# James Begg on the U.S. Constitution



## Reformed Covenanter (Apr 23, 2020)

[T]he revolt in America, which, with all its justice and advantages, was also connected with a complete exclusion of all acknowledgment of God from the new constitution. 

_The Scotsman_, 13 July 1880.

Reactions: Like 5 | Amen 1 | Sad 1


----------



## bookslover (Apr 26, 2020)

Somewhat related: Samuel Johnson believed that the colonists had no right to rebel against Britain, and was not impressed with their cries of "no taxation without representation." In fact, he wrote an answering pamphlet called "Taxation No Tyranny."

He also believed that at least some of the colonists were hypocrites: "Why do we hear the loudest yelps for freedom from the drivers of Negros?"

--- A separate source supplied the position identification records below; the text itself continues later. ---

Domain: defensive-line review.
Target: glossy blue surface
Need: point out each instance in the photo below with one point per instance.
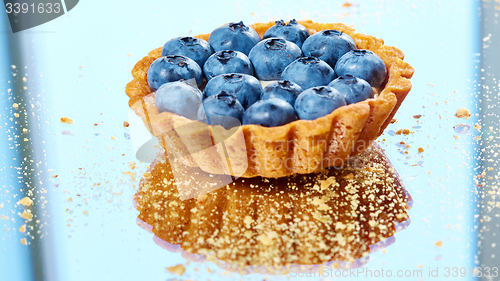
(77, 66)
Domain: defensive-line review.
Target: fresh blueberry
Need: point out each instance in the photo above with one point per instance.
(234, 36)
(353, 89)
(309, 72)
(222, 109)
(173, 68)
(363, 64)
(180, 98)
(284, 89)
(271, 56)
(328, 45)
(269, 113)
(196, 49)
(317, 102)
(245, 87)
(292, 31)
(228, 61)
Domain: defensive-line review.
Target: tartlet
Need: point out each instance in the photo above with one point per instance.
(300, 147)
(335, 215)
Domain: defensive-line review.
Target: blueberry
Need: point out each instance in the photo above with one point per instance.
(180, 98)
(222, 109)
(228, 61)
(284, 89)
(173, 68)
(196, 49)
(309, 72)
(245, 87)
(269, 113)
(328, 45)
(353, 89)
(271, 56)
(234, 36)
(292, 31)
(317, 102)
(363, 64)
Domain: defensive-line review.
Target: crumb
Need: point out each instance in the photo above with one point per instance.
(403, 132)
(462, 113)
(27, 215)
(26, 201)
(347, 4)
(66, 120)
(177, 269)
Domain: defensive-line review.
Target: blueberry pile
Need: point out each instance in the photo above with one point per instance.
(311, 75)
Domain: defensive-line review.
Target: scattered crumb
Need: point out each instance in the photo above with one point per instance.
(463, 113)
(178, 269)
(27, 215)
(347, 4)
(132, 175)
(26, 201)
(67, 133)
(403, 132)
(66, 120)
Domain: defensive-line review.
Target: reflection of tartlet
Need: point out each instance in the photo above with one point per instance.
(334, 215)
(310, 145)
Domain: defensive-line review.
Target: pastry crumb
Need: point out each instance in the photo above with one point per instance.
(66, 120)
(26, 201)
(403, 132)
(177, 269)
(463, 113)
(26, 214)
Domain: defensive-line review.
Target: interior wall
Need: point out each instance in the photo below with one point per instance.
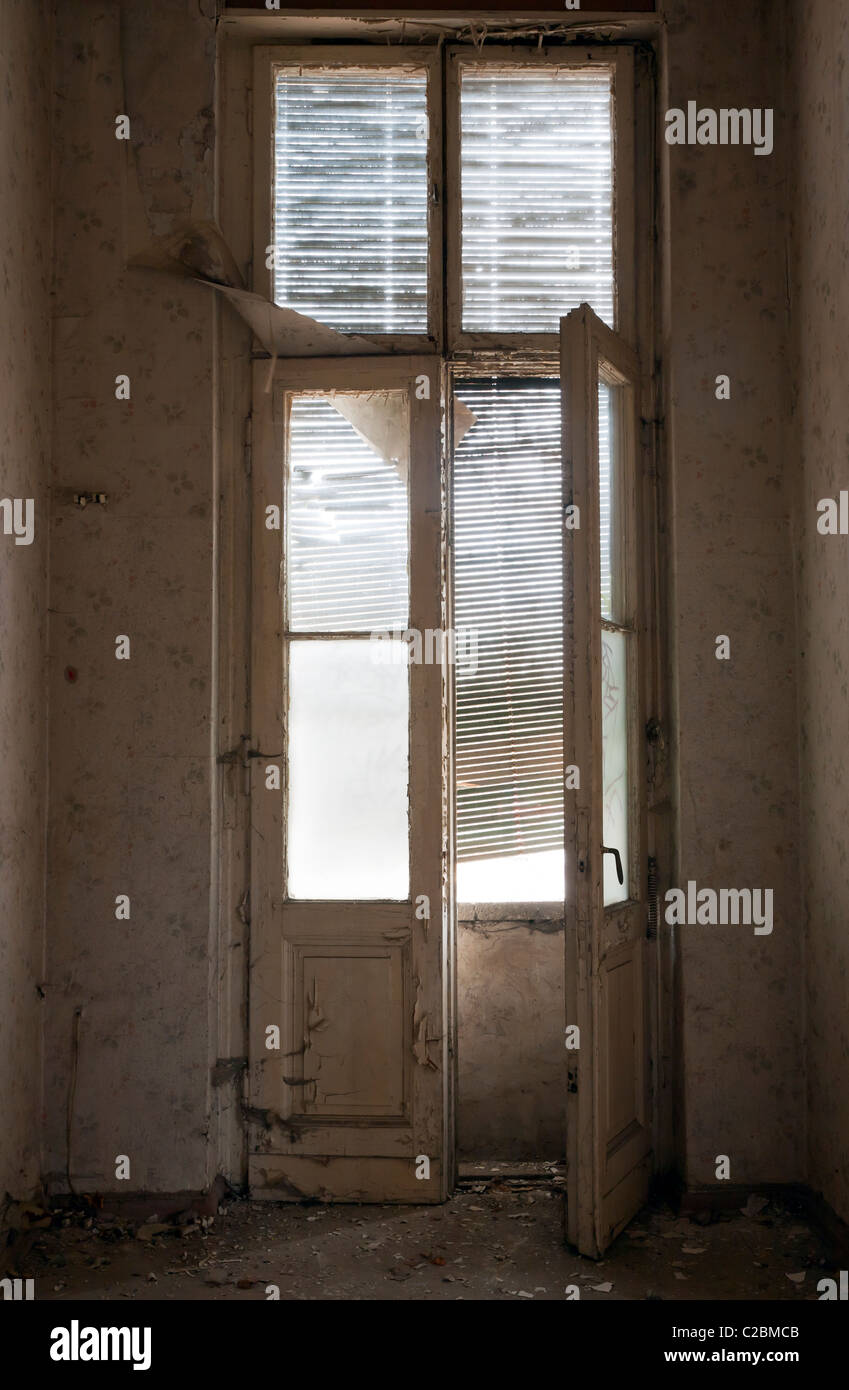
(25, 234)
(129, 1026)
(730, 563)
(132, 776)
(820, 49)
(510, 1055)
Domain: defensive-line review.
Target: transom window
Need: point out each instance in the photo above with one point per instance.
(442, 198)
(455, 202)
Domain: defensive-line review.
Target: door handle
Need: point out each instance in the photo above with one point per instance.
(619, 862)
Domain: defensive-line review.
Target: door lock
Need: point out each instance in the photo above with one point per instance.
(619, 862)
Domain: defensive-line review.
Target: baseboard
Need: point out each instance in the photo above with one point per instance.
(726, 1197)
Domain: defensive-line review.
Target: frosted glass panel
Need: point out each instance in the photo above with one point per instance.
(348, 827)
(614, 759)
(348, 512)
(537, 877)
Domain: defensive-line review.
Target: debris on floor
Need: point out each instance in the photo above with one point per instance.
(496, 1237)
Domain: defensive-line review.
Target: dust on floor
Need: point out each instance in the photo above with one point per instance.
(492, 1240)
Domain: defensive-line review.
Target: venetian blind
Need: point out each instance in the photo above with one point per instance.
(509, 590)
(537, 180)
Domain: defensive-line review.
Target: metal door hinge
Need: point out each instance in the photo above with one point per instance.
(248, 444)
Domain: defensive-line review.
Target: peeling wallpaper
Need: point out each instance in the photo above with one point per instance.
(131, 788)
(129, 744)
(24, 460)
(820, 46)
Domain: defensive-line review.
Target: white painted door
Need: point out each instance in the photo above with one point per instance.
(348, 1039)
(607, 1108)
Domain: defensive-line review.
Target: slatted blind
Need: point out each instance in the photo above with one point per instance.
(509, 588)
(350, 198)
(346, 542)
(537, 177)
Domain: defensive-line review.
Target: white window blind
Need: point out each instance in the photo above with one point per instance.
(348, 528)
(537, 178)
(509, 587)
(350, 198)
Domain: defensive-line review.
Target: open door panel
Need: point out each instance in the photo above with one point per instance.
(348, 1039)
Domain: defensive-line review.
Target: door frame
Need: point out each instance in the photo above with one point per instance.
(291, 1154)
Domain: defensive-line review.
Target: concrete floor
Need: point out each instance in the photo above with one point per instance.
(493, 1240)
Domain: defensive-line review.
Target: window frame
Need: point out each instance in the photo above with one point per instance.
(266, 59)
(621, 60)
(542, 364)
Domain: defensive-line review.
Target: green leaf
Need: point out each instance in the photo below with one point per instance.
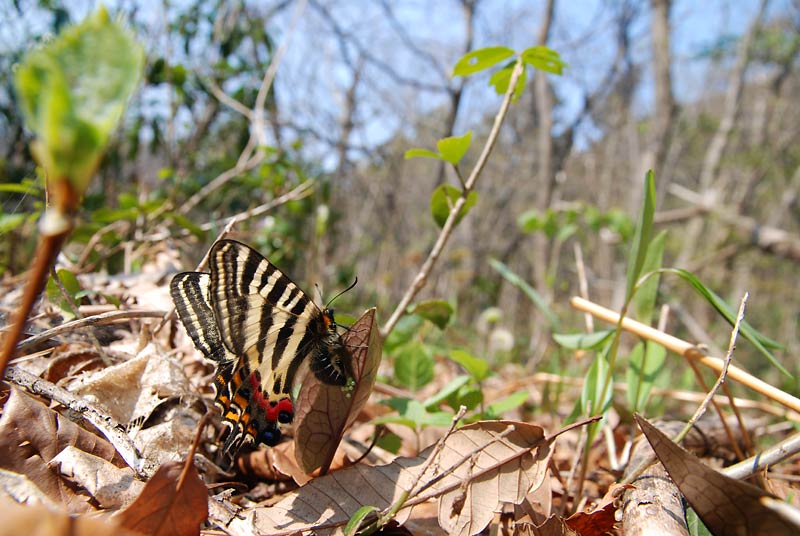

Of course, Johnson was a High Tory.

Reactions: Like 1


----------



## Andrew35 (Apr 26, 2020)

bookslover said:


> Somewhat related: Samuel Johnson believed that the colonists had no right to rebel against Britain, and was not impressed with their cries of "no taxation without representation." In fact, he wrote an answering pamphlet called "Taxation No Tyranny."
> 
> He also believed that at least some of the colonists were hypocrites: "Why do we hear the loudest yelps for freedom from the drivers of Negros?"
> 
> Of course, Johnson was a High Tory.


I've always been a big Johnson fan. And I don't, ah... disagree with his views here. Necessarily... 

"God save the Qu--"...

OK, I'll stop.


----------



## Stephen L Smith (Apr 26, 2020)

Andrew35 said:


> "God save the Qu--"...


This New Zealander can finish the sentence and be constitutionally correct

Reactions: Like 1


----------